A banged-up Twins team could sure use Buxton, who was hitting .370 with a .408 on-base percentage and a .772 slugging percentage at the time of his injury, and it sounds possible they’ll be getting him back earlier than initially anticipated.

“The doctors made it sound worse than what I thought it was going to be, I guess,” Buxton said. “For me, I know my body is pretty quick to recover, so I knew that I had that on my side. For me, it wasn’t going to be six weeks.”

Four dealing with injuries

Luis Arraez (shoulder), Max Kepler (hamstring), Nelson Cruz (wrist) and Jorge Polanco (ankle) were all out of the Twins’ starting lineup on Monday as they continue to deal with ailments.

Arraez hurt his shoulder on a slide while in Cleveland, Kepler’s hamstring tightness has been affecting his ability to run around in the outfield, and neither Polanco and Cruz have played since Thursday. Cruz was hit on the wrist with a pitch that day during the team’s doubleheader in Anaheim, Calif.

The collection of injuries has left the Twins shorthanded on the bench.

Kepler and Polanco’s injuries seem to be more serious than the other two, and Baldelli said “I don’t really think anyone can answer that right now,” when asked if they might be able to avoid the injured list.

“If we get to the point where the guys are not improving enough on a daily basis and they’re not going to be able to help us over the next few days, then we’ll make a decision when we get there,” Baldelli said. “I don’t think we’re there yet. But when you do have more than one or two guys banged up like that, it also becomes a factor in the decision, too, when you’re dealing with four, five, six guys.”
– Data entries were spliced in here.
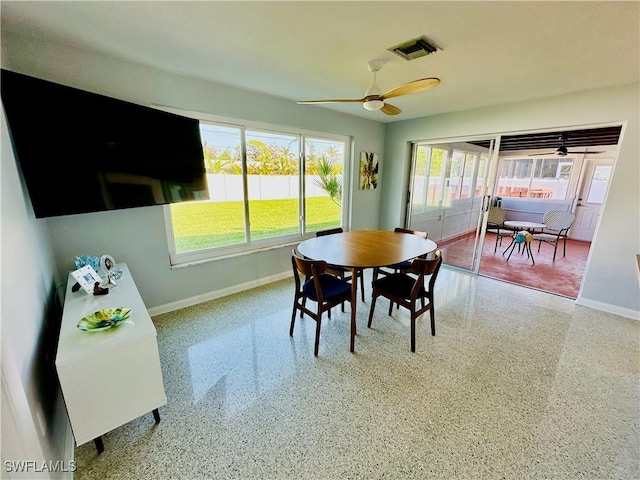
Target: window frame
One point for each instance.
(536, 165)
(178, 260)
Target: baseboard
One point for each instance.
(609, 308)
(205, 297)
(69, 452)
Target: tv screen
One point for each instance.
(81, 152)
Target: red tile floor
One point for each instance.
(562, 277)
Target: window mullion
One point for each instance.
(245, 185)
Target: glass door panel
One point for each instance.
(449, 198)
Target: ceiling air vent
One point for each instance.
(416, 48)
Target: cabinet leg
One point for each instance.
(99, 444)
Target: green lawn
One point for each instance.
(213, 224)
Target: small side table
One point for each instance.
(522, 236)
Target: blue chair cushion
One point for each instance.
(332, 287)
(401, 266)
(398, 284)
(337, 268)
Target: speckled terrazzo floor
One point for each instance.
(516, 384)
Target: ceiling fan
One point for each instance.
(374, 99)
(562, 150)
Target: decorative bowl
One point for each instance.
(104, 319)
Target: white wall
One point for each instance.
(34, 420)
(144, 245)
(611, 279)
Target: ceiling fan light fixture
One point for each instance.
(372, 105)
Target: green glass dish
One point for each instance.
(104, 319)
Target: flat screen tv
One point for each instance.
(81, 152)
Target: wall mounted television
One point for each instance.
(81, 152)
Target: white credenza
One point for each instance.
(109, 377)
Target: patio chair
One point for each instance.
(558, 223)
(495, 224)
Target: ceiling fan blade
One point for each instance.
(390, 109)
(343, 100)
(412, 87)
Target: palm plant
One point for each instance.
(328, 180)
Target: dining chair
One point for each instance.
(404, 267)
(558, 223)
(338, 270)
(406, 290)
(319, 286)
(495, 224)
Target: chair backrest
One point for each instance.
(496, 216)
(330, 231)
(558, 220)
(412, 232)
(309, 268)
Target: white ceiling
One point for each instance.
(492, 52)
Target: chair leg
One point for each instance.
(432, 316)
(317, 344)
(373, 307)
(293, 319)
(413, 333)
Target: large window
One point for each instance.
(545, 178)
(445, 175)
(266, 188)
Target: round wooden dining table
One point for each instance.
(359, 249)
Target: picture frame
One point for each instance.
(86, 278)
(107, 264)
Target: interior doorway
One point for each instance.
(571, 176)
(450, 195)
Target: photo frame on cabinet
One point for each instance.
(86, 278)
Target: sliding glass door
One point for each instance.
(449, 195)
Polanco, who received a cortisone shot over the weekend, was out testing out the ankle pregame on Monday. He took infield drills and participated in batting practice.
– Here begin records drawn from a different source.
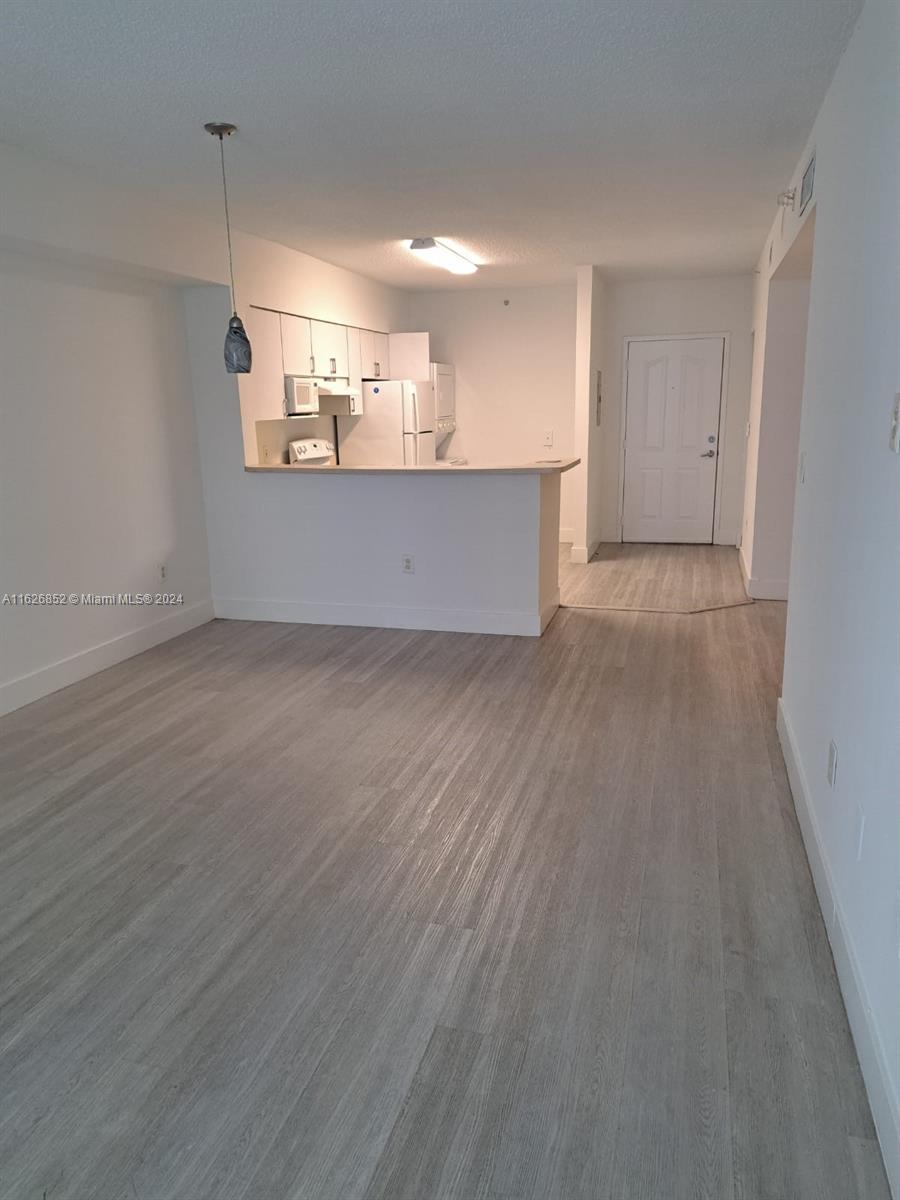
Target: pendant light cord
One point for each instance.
(228, 223)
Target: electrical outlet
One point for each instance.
(861, 831)
(832, 772)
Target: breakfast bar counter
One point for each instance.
(469, 549)
(540, 467)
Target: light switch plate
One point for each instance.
(832, 771)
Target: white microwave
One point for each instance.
(301, 396)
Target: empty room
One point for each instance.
(449, 591)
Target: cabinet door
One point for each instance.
(411, 355)
(297, 345)
(366, 345)
(382, 358)
(262, 391)
(373, 354)
(329, 348)
(443, 376)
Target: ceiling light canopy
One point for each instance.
(238, 353)
(438, 253)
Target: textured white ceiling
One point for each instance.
(645, 136)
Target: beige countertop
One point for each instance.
(541, 467)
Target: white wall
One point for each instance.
(91, 274)
(99, 483)
(589, 359)
(327, 549)
(843, 653)
(775, 402)
(502, 352)
(678, 306)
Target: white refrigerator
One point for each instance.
(396, 427)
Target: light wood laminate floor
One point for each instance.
(653, 577)
(333, 913)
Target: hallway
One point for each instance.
(313, 912)
(653, 577)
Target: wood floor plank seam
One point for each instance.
(489, 918)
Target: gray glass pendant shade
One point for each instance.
(239, 355)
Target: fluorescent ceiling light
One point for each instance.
(439, 255)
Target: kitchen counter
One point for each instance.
(541, 467)
(469, 549)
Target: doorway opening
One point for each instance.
(774, 459)
(673, 399)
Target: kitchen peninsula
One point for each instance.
(471, 549)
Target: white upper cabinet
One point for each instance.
(411, 355)
(262, 391)
(297, 345)
(329, 349)
(354, 358)
(382, 363)
(375, 355)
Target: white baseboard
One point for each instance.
(767, 589)
(454, 621)
(870, 1048)
(742, 564)
(583, 553)
(550, 610)
(24, 690)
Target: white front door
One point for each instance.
(672, 401)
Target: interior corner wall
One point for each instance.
(664, 307)
(101, 473)
(514, 353)
(99, 483)
(774, 439)
(589, 359)
(841, 678)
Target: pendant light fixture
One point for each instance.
(238, 352)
The infielder has had surgery twice on his right ankle and reaggravated it earlier this month on a slide during a game against Oakland. The ankle is particularly bothersome for Polanco when swinging left-handed, leading to a drop in production last season as he tried to play through pain.

“We want to be sure of the location, the mechanism at which he feels it and how it’s affecting him – if it’s exactly the same as before or if it’s a little different,” Baldelli said. “And that’s what testing him and putting him through all these things is hopefully going to do.”

Briefly

Assistant strength and conditioning coach Andrea Hayden accepted a job with the Stanford University women’s basketball team, spending her last day with the Twins on Monday. Hayden, who first joined the Twins in 2019 for a fellowship, was promoted ahead of the 2020 season and became the first female strength and conditioning coach in major league history. … Baldelli said Kenta Maeda, who is on the injured list with an adductor strain, is also dealing with mild soreness in his arm, and it would be “at least a couple of days before we start putting a ball back in his hand.”